The film, directed by Stephen Hopkins, also attempts fidelity in terms of production design. The Jupiter 1 in the film looks much like the TV series’ Jupiter 2, for instance, and before the end of the movie, the newer high-tech robot has been re-built by Will to resemble the popular B9, that famous “bubble-headed booby” and cousin to Robby the Robot. Even the interiors look like faithful if updated reconstructions of the 1960s sets, only with more curves and a more organic feel.
Of all the cast, Le Blanc fares the worst. He is utterly unlikable as West, and given the worst dialogue to vet. William Hurt seems bored and disconnected as Professor Robinson. Mimi Rogers and Heather Graham are okay, and only Gary Oldman absolutely shines. In fact, Oldman’s version of the treacherous Dr. Smith character feels like a real tribute to Jonathan Harris, coming off as arrogantly self-important and straddling the line between good and evil. Oldman mines considerable humor and menace from the screenplay, and is the movie’s most valuable player. He’s great here.
The most contrived portions of Lost in Space involve Maureen’s unceasing complaints about John’s “time.” She constantly nags him about spending more hours with Will, even though she also has two daughters and he doesn’t spend any time with them, either. So yes, apparently only young boys, not young girls, require quality time with their father. Who knew the world would be so sexist, still, in 2058? I guess we know who wins the war on women…
More crucially, Maureen’s complaints come off as rather selfish and small given the context of what’s happening around her. John Robinson is struggling to save the planet Earth and the human race, and sure, it would be nice if he could attend his son’s science fair. But I wager his priorities are just about right. In fact, I bet if Will were given a choice, he’d decide that his Dad should, you know, save the planet, so that all kids can enjoy science fairs for years to come.
The John-needs-to-spend-more-time-with-Will subplot is a manufactured crisis and a contrivance that isn’t truly believable given the narrative details. The movie sort of proves it’s a non-issue when the older Will – even with Spider Smith as a surrogate father – does the right thing to save the universe and his family. I guess John imparted some good qualities to his boy in the time he had. He may be “busy” (again, saving the world”) but he isn’t negligent or absent.

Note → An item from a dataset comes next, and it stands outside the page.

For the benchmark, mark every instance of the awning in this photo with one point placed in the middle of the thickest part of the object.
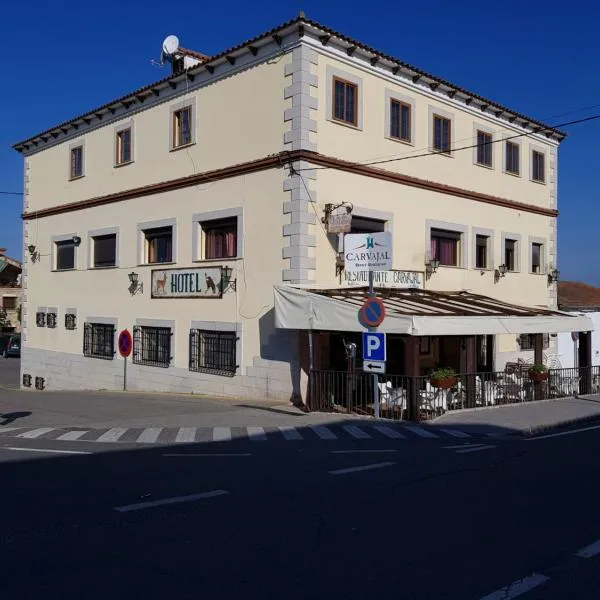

Again, the old series didn’t contend with these “emo” touches. The Robinsons were essentially space pioneers and, well, a planet had to be tamed. John Robinson (Guy Williams) was always there for his son if Will (Bill Mumy) needed him, but there wasn’t this constant hand-wringing on the TV series about how much time the two were spending together. Here, the subplot is a little touchy-feely and unrealistic given the circumstances.
Bottom line: there’s not a lot of time for father-child closeness when your spaceship is plunging into the sun, battling metal spiders, crash-landing, or hovering at the edge of a dangerous space-time bubble.
Sorry, kid. Suck it up.
Even family must, as we all know too well, bow to reality, and I generally resent movies that suggest everything would be okay if a Dad and son just spent a little more time together. Meanwhile, the planet is falling apart….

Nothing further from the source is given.